Consisting of: forming machine, storage tank of 500 kg, packaging machines, as you know, it works in an endless loop.
Suppose one day filling machine stood too long and a bunker filled with up to 300 kg.
What happens after I turn it on?
Private Sub Command1_Click() Dim a As Single 'tablet weight in kg Dim c As Single 'product in the hopper in kg Dim n As Long 'number of cycles c = 300 'initial weight hopper a = 0.00001 'tablet weight For n = 1 To 10000000 c = c - a 'one tablet is taken packaging machines Next n Text1.Text = c 'modified weight hopper End SubIn this example, the filling machine picked up from the hopper 100 kg of product, and the weight of products in the hopper has not changed.
Next, bring the weight of the molding machine hopper to 500 kg and stop. Filling machine will take all the tablets from the hopper and also stops. The program will show the weight of 500kg in the bunker. Come running specialists, test sensors, wires, computer, and say that the program hung. But the program does not hang, it continues to run smoothly and every check will confirm this. Simply the number of 0.0001 hit in the cyclic hole and emerge from it can not.
As a result, we were lucky that it was a pharmaceutical plant, not the Sayan-Shushenskaya GES.
In fact, an experienced programmer would never make a cyclic subtraction (or summation) in this way.
This example is fictitious purpose, and so can not be considered, although in terms of mathematics are all flawlessly.
This error is typical of mathematicians and novice programmers.
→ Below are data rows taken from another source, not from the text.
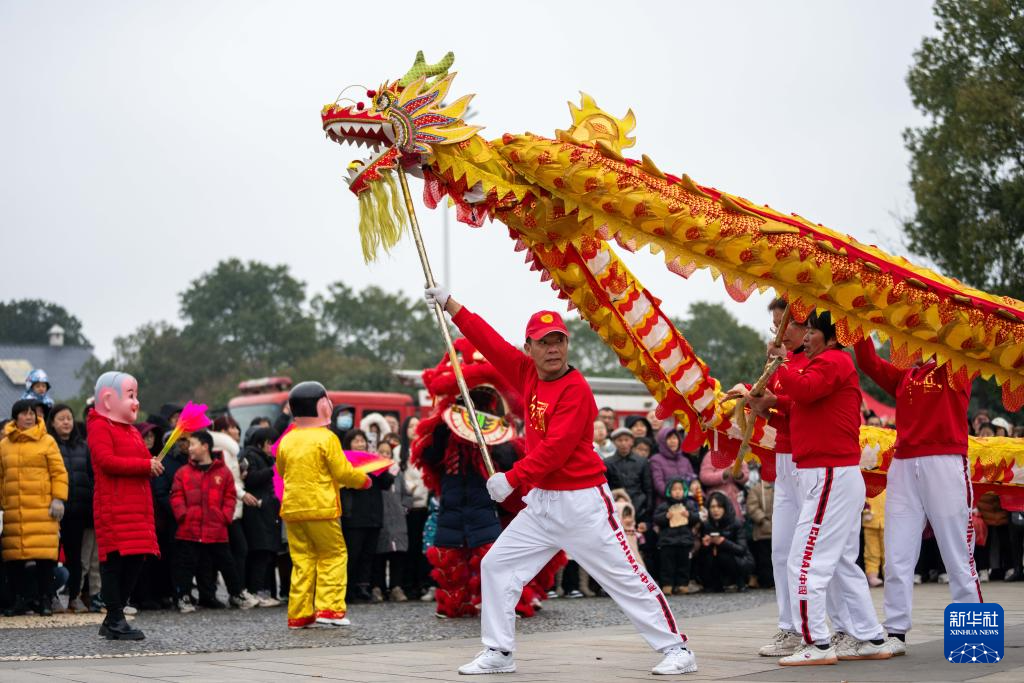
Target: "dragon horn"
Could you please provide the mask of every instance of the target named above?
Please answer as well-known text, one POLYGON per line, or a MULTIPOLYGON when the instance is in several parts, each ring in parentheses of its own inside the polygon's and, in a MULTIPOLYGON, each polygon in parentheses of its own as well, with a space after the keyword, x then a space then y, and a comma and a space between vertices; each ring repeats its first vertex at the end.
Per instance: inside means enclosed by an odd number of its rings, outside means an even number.
POLYGON ((426 57, 423 56, 423 50, 420 50, 416 53, 413 66, 406 72, 404 76, 398 79, 398 85, 404 88, 421 76, 444 76, 454 63, 455 52, 449 52, 435 65, 428 65, 426 57))

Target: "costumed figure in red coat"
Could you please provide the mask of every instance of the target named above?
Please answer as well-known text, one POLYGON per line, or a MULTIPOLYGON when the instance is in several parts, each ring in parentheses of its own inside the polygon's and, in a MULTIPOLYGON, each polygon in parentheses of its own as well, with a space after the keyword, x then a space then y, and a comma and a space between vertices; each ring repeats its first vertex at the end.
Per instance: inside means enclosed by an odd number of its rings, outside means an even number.
POLYGON ((96 380, 95 407, 87 419, 95 478, 93 517, 106 617, 99 635, 108 640, 142 640, 125 621, 125 601, 146 555, 159 555, 150 479, 164 466, 153 458, 132 425, 138 416, 138 383, 126 373, 96 380))
MULTIPOLYGON (((513 416, 522 415, 522 399, 466 339, 457 339, 455 346, 490 459, 496 469, 508 471, 524 453, 523 439, 512 424, 513 416)), ((435 403, 417 428, 411 461, 440 503, 434 545, 427 551, 430 575, 437 583, 437 616, 476 616, 480 560, 524 507, 527 492, 515 492, 500 505, 490 500, 487 472, 446 355, 436 368, 424 371, 423 383, 435 403)), ((565 554, 558 553, 526 585, 516 612, 534 615, 565 562, 565 554)))

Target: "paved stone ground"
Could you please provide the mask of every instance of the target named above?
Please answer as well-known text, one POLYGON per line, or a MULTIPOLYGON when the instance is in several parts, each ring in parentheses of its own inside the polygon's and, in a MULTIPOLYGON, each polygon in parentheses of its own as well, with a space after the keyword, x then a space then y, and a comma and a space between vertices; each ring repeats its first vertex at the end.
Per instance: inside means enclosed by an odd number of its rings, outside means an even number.
MULTIPOLYGON (((1021 584, 986 584, 985 596, 1006 610, 1006 658, 996 665, 951 665, 942 647, 942 609, 949 601, 945 586, 926 585, 915 591, 914 630, 908 642, 910 653, 885 661, 849 661, 836 667, 780 668, 773 659, 753 654, 774 630, 774 603, 763 599, 735 611, 723 612, 732 598, 742 596, 707 596, 695 598, 690 606, 700 607, 702 615, 681 618, 697 654, 699 672, 667 680, 738 681, 741 683, 778 681, 972 681, 977 683, 1020 683, 1024 681, 1024 587, 1021 584), (760 604, 756 604, 760 602, 760 604)), ((763 598, 765 594, 754 594, 763 598)), ((881 610, 882 592, 872 592, 881 610)), ((696 596, 695 596, 696 597, 696 596)), ((679 612, 689 598, 673 599, 679 612)), ((400 607, 396 605, 395 607, 400 607)), ((382 618, 386 608, 368 610, 364 628, 374 628, 371 616, 382 618)), ((549 614, 562 612, 584 615, 591 609, 617 612, 606 600, 555 603, 549 614), (579 605, 579 606, 578 606, 579 605), (557 608, 556 608, 557 606, 557 608)), ((688 610, 686 610, 688 611, 688 610)), ((407 612, 411 618, 412 612, 407 612)), ((259 614, 255 614, 259 616, 259 614)), ((431 617, 432 620, 432 617, 431 617)), ((622 617, 618 616, 622 621, 622 617)), ((142 621, 140 620, 140 624, 142 621)), ((440 623, 420 625, 431 632, 440 623)), ((475 622, 465 622, 471 630, 475 622)), ((525 627, 529 622, 520 623, 525 627)), ((534 624, 540 625, 537 620, 534 624)), ((154 625, 156 626, 156 625, 154 625)), ((531 627, 536 628, 536 627, 531 627)), ((353 631, 358 627, 353 628, 353 631)), ((526 628, 520 628, 520 633, 526 628)), ((0 642, 11 632, 0 632, 0 642)), ((302 632, 301 635, 317 632, 302 632)), ((336 638, 342 633, 328 632, 336 638)), ((354 636, 355 634, 352 634, 354 636)), ((281 636, 280 626, 267 638, 281 636)), ((317 649, 275 649, 260 652, 216 652, 180 656, 145 656, 132 659, 102 658, 76 661, 0 663, 0 681, 34 683, 54 681, 467 681, 456 668, 479 649, 474 638, 443 642, 408 642, 403 644, 348 645, 317 649)), ((657 661, 635 631, 629 626, 572 628, 550 633, 531 633, 520 638, 516 655, 516 674, 498 677, 509 683, 532 681, 593 681, 594 683, 630 680, 666 680, 649 674, 657 661)), ((492 680, 488 678, 487 680, 492 680)))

I would say that the main work of the programmer is to struggle with errors, but not in the mathematical solution to the problem.
#include "stdlib.h" #include "stdio.h" #include "math.h" struct acc_comp { float value; float compens; }; void sub_compens(struct acc_comp *acc, float quantum) { float tmp, c; tmp = quantum - acc->compens; c = acc->value - tmp; acc->compens = acc->value - c - tmp; acc->value -= tmp; } void sum_compens(struct acc_comp *acc, float quantum) { float tmp, c; tmp = quantum - acc->compens; c = acc->value + tmp; acc->compens = c - acc->value - tmp; acc->value += tmp; } void sub_test() { struct acc_comp hopper; struct acc_comp bunker; float tablet; int n, i; n = 10000000; hopper.value = 300.0; hopper.compens = 0.0; bunker.value = 0.0; bunker.compens = 0.0; tablet = 0.00001; for (i = 0; i < n; i++) { sub_compens(&hopper, tablet); sum_compens(&bunker, tablet); } hopper.value -= hopper.compens; bunker.value += bunker.compens; printf("Left in hopper: %04.5f kg\n", hopper.value); printf("Held in bunker: %04.5f kg\n", bunker.value); } int main(int argc, char *argv[]) { sub_test(); return 0; }The preceding example is taken from real industrial package.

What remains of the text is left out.